Bu ise ekall-i kalilindir ki, nev'-i beşere rahmet olan Kur'an ancak umumun, lâakal ekseriyetin saadetini tazammun eden bir medeniyeti kabul eder. “ diyerek bu zalim felsefenin tarzını da izah eder:
“Hem serbest hevanın tahakkümüyle, havaic-i gayr-ı zaruriye havaic-i zaruriye hükmüne geçmişlerdir. Bedeviyette bir adam dört şeye muhtaç iken; medeniyet yüz şeye muhtaç ve fakir etmiştir. Sa'y masrafa kâfi gelmediğinden hileye harama sevketmekle, ahlâkın esasını şu noktadan ifsad etmiştir.

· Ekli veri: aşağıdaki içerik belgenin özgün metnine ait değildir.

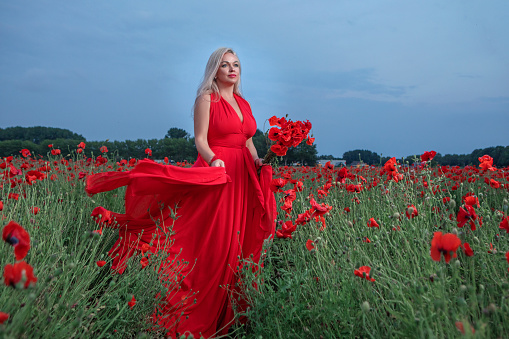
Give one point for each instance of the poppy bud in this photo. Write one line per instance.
(439, 303)
(452, 204)
(365, 306)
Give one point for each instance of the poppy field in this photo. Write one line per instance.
(370, 251)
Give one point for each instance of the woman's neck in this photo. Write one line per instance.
(226, 91)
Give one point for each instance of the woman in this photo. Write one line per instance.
(225, 209)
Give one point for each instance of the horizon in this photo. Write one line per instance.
(395, 77)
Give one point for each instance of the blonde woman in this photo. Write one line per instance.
(226, 210)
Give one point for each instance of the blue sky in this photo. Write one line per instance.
(395, 77)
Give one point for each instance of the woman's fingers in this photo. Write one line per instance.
(217, 163)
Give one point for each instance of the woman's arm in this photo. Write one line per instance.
(254, 153)
(201, 127)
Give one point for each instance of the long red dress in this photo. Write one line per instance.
(224, 214)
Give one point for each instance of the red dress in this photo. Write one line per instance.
(221, 216)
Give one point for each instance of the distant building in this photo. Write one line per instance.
(358, 164)
(336, 163)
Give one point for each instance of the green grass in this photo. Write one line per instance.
(298, 293)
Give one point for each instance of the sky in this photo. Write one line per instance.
(396, 77)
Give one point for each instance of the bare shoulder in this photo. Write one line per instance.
(202, 105)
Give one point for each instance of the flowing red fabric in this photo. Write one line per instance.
(223, 214)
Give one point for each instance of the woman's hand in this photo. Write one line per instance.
(258, 162)
(217, 163)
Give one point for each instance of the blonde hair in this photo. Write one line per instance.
(208, 84)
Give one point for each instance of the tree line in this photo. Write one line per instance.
(500, 155)
(177, 145)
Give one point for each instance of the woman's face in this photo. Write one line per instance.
(229, 70)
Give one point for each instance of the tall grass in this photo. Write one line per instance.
(315, 294)
(298, 293)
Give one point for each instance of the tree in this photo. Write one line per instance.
(177, 133)
(303, 154)
(37, 134)
(368, 157)
(260, 142)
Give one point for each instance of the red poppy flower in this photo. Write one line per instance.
(310, 245)
(373, 223)
(277, 184)
(444, 244)
(287, 229)
(466, 215)
(3, 317)
(144, 248)
(274, 121)
(101, 215)
(25, 153)
(132, 302)
(14, 196)
(494, 183)
(486, 163)
(504, 224)
(467, 249)
(363, 272)
(279, 150)
(428, 156)
(461, 328)
(20, 272)
(18, 237)
(274, 134)
(411, 211)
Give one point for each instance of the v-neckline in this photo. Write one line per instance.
(236, 113)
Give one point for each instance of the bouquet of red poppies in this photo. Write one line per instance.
(286, 134)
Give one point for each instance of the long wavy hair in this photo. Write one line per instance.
(208, 84)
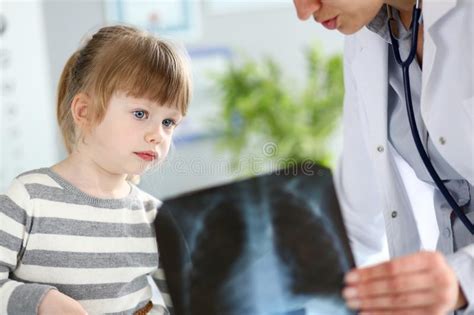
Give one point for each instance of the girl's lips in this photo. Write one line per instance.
(146, 156)
(330, 24)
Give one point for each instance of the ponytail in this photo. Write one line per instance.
(66, 89)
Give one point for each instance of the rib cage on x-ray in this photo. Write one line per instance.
(270, 245)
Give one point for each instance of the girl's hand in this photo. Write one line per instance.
(422, 283)
(56, 303)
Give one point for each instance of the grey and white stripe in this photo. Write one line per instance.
(97, 251)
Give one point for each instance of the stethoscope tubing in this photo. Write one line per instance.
(411, 115)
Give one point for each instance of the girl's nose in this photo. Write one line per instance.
(306, 8)
(154, 136)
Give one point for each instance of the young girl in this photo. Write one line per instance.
(78, 237)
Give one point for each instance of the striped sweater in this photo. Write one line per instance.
(99, 252)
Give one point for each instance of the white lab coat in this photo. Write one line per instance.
(374, 200)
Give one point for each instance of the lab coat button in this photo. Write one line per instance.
(447, 232)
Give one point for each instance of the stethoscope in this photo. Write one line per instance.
(416, 21)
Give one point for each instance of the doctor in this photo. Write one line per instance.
(379, 154)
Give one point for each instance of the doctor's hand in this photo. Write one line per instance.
(422, 283)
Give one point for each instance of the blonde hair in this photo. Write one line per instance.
(121, 58)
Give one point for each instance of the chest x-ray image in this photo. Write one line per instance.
(274, 244)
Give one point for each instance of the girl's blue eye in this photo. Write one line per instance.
(168, 123)
(140, 114)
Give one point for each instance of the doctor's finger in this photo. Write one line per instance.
(407, 264)
(407, 301)
(415, 311)
(404, 283)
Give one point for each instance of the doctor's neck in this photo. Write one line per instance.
(405, 8)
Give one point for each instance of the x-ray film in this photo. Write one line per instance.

Cemaate nev'e verdiği servet haşmete bedel, ferdi şahsı fakir, ahlâksız etmiştir.Kurûn-u ûlânın mecmu-u vahşetini bu medeniyet bir defada kustu!Âlem-i İslâm'ın şu medeniyete karşı istinkâfı ve soğuk davranması ve kabulde ızdırabı cây-ı dikkattir.” (Age.)diyerek asırları aydınlatır.

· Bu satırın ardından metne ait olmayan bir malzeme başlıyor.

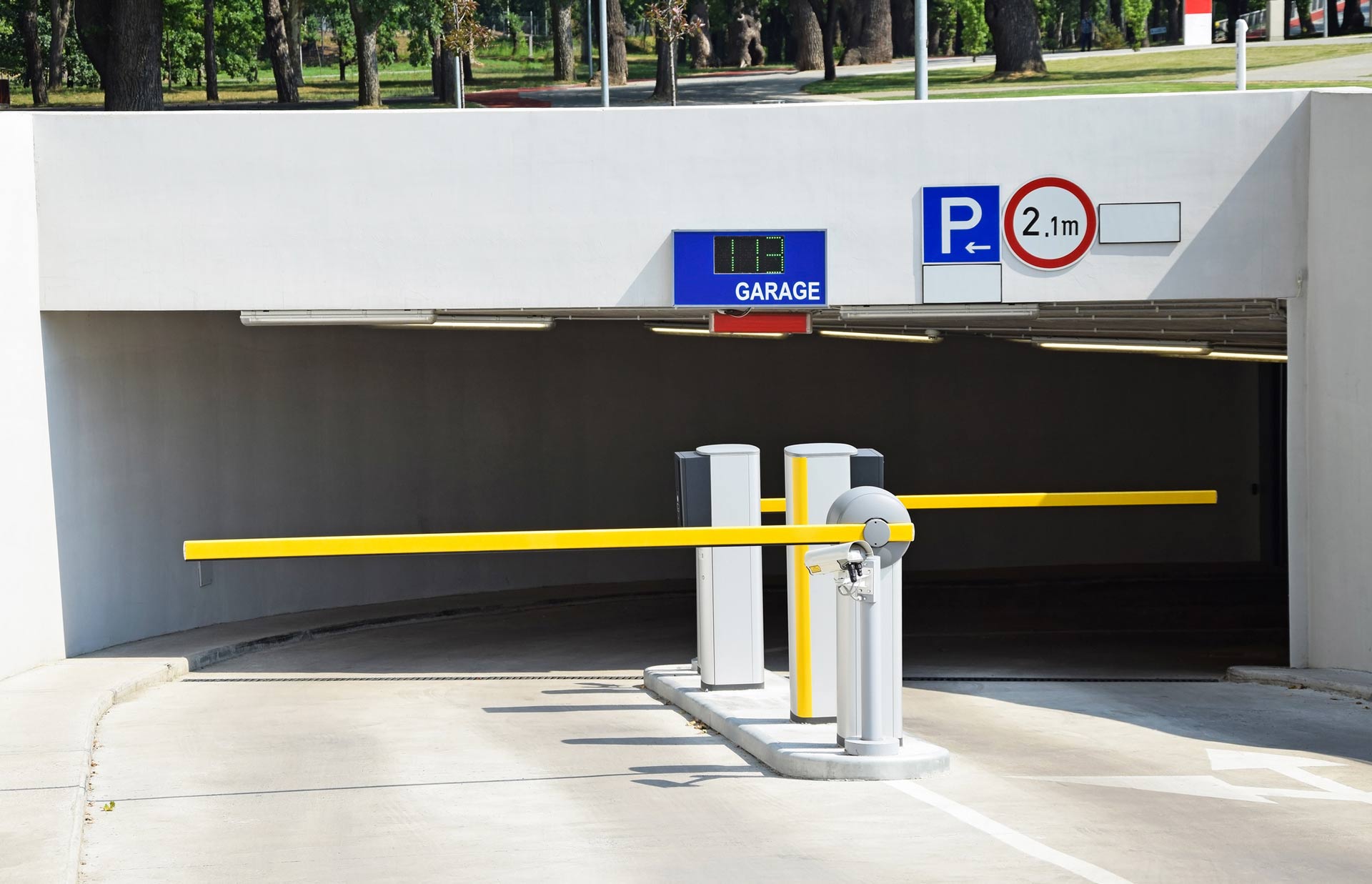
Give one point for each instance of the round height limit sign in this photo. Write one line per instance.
(1050, 224)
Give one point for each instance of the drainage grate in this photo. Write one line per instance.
(210, 681)
(1187, 681)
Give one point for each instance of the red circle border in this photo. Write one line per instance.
(1051, 264)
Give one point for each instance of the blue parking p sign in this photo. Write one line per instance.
(962, 224)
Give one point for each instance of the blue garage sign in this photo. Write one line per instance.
(750, 269)
(962, 224)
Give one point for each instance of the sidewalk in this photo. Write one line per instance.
(50, 712)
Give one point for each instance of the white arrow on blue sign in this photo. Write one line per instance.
(962, 224)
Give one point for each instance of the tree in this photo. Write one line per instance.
(183, 40)
(367, 19)
(1353, 18)
(975, 31)
(238, 37)
(1136, 16)
(702, 51)
(463, 34)
(34, 52)
(1014, 34)
(617, 59)
(810, 41)
(826, 13)
(61, 13)
(902, 28)
(744, 37)
(212, 64)
(279, 51)
(565, 55)
(124, 40)
(294, 14)
(869, 32)
(669, 18)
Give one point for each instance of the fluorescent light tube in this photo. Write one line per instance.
(1246, 356)
(940, 311)
(514, 323)
(1123, 347)
(337, 317)
(836, 332)
(705, 332)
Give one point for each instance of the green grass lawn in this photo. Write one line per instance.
(1135, 66)
(494, 69)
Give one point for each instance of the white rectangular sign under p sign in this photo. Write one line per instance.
(1140, 223)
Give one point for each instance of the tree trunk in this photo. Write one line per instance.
(663, 88)
(565, 54)
(744, 39)
(212, 64)
(702, 51)
(1014, 34)
(34, 52)
(368, 73)
(125, 49)
(810, 40)
(1353, 18)
(902, 28)
(870, 26)
(617, 59)
(61, 11)
(279, 51)
(826, 14)
(294, 11)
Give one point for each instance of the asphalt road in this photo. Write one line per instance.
(394, 755)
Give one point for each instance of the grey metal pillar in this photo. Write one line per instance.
(604, 50)
(921, 50)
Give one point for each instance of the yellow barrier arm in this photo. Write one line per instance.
(1038, 499)
(534, 541)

Ama talebeleri bu güzel hakikatleri yeterli tarzda insanlığa takdimde muvaffak olamamışlardır.
Wall Street, New York’ta, Yunanistan, İspanya gibi pek çok Batı Ülkesinde hayatı pahasına meydanları doldurarak uzun süredir feryad edenler İslam Medeniyetini beklemekte, onu çağırmaktadırlar. Belki de Somali’liler bile büyük bir heyecanla O’nu beklemektedir. Ve hatta devletimiz, Somali’ye toplanan beş yüz trilyonluk yardımı bile, kısa sürede, o medeniyetten kalan ahlakî kırıntılarımızla ortaya çıkarabilmiştir, dense yalan olmaz..
Çünkü bu medeniyeti Bediüzzaman Said Nursi şöyle tarif eder.
“Şeriat-ı Ahmediye'nin (A.S.M) tazammun ettiği ve emrettiği medeniyet ise ki,
medeniyet-i hazıranın İNKİŞAINDAN inkişaf edecektir.
Onun menfî esasları yerine müsbet esaslar vaz'eder.
İşte nokta-i istinad, kuvvete bedel haktır ki, şe'ni adalet ve tevazündür.
Hedef de menfaat yerine fazilettir ki, şe'ni muhabbet ve tecazübdür.
Cihet-ül vahdet de unsuriyet ve milliyet yerine, rabıta-i dinî, vatanî, sınıfîdir ki,
şe'ni samimî uhuvvet ve müsalemet ve haricin tecavüzüne karşı yalnız tedafü'dür.
Hayatta düstur-u cidal yerine düstur-u teavündür ki, şe'ni ittihad ve tesanüddür. Heva yerine hüdadır ki, şe'ni insaniyeten terakki ve ruhen tekâmüldür. Hevayı tahdid eder, nefsin hevesat-ı süfliyesinin teshiline bedel, ruhun hissiyat-ı ulviyesini tatmin eder. “(Age.)
Cenab-ı Hak bizleri o medeniyete uygun yaşatsın. Bir an önce Nurlu Müminlere, bütün insanlığa, iki cihan saadeti bahşedecek o medeniyeti ortaya koyacak gayret versin. Böyle bir medeniyeti Müslüman İsevilerle birlikte inşa etmeyi bizlere nasip etsin. Çünkü Bediüzzaman’ göre “..geniş dairelerdeki o vazifeyi “Müslüman İseviler” yapacaktır.
Bediüzzaman Hazretleri bu konuda da fikir serdeder.
“İşte böyle bir sırada, o cereyan pek kuvvetli göründüğü bir zamanda, Hazret-i İsâ AS.mın şahsiyet-i mâneviyesinden ibaret olan hakikî İsevîlik dini zuhur edecek, yani rahmet-i İlâhiyenin semâsından nüzul edecek, halihazır Hıristiyanlık dini o hakikate karşı tasaffi edecek, hurafattan ve tahrifattan sıyrılacak, hakaik-i İslâmiye ile birleşecek, mânen Hıristiyanlık bir nevi İslâmiyete inkılâp edecektir. Ve Kur'ân'a iktida ederek, o İsevîlik şahs-ı mânevîsi tâbi ve İslâmiyet metbû makamında kalacak, din-i hak bu iltihak neticesinde azîm bir kuvvet bulacaktır. Dinsizlik cereyanına karşı ayrı ayrı iken mağlûp olan İsevîlik ve İslâmiyet, ittihad neticesinde dinsizlik cereyanına galebe edip dağıtacak istidadında iken, âlem-i semâvâtta cism-i beşerîsiyle bulunan şahs-ı İsâ AS, o din-i hak cereyanının başına geçeceğini, bir Muhbir-i Sadık, bir Kadîr-i Külli Şeyin vaadine istinad ederek haber vermiştir. Madem haber vermiş, haktır. Madem Kadîr-i Külli Şey vaad etmiş, elbette yapacaktır.”Bize olsa olsa fiilen ve kavlen Amin demek düşer.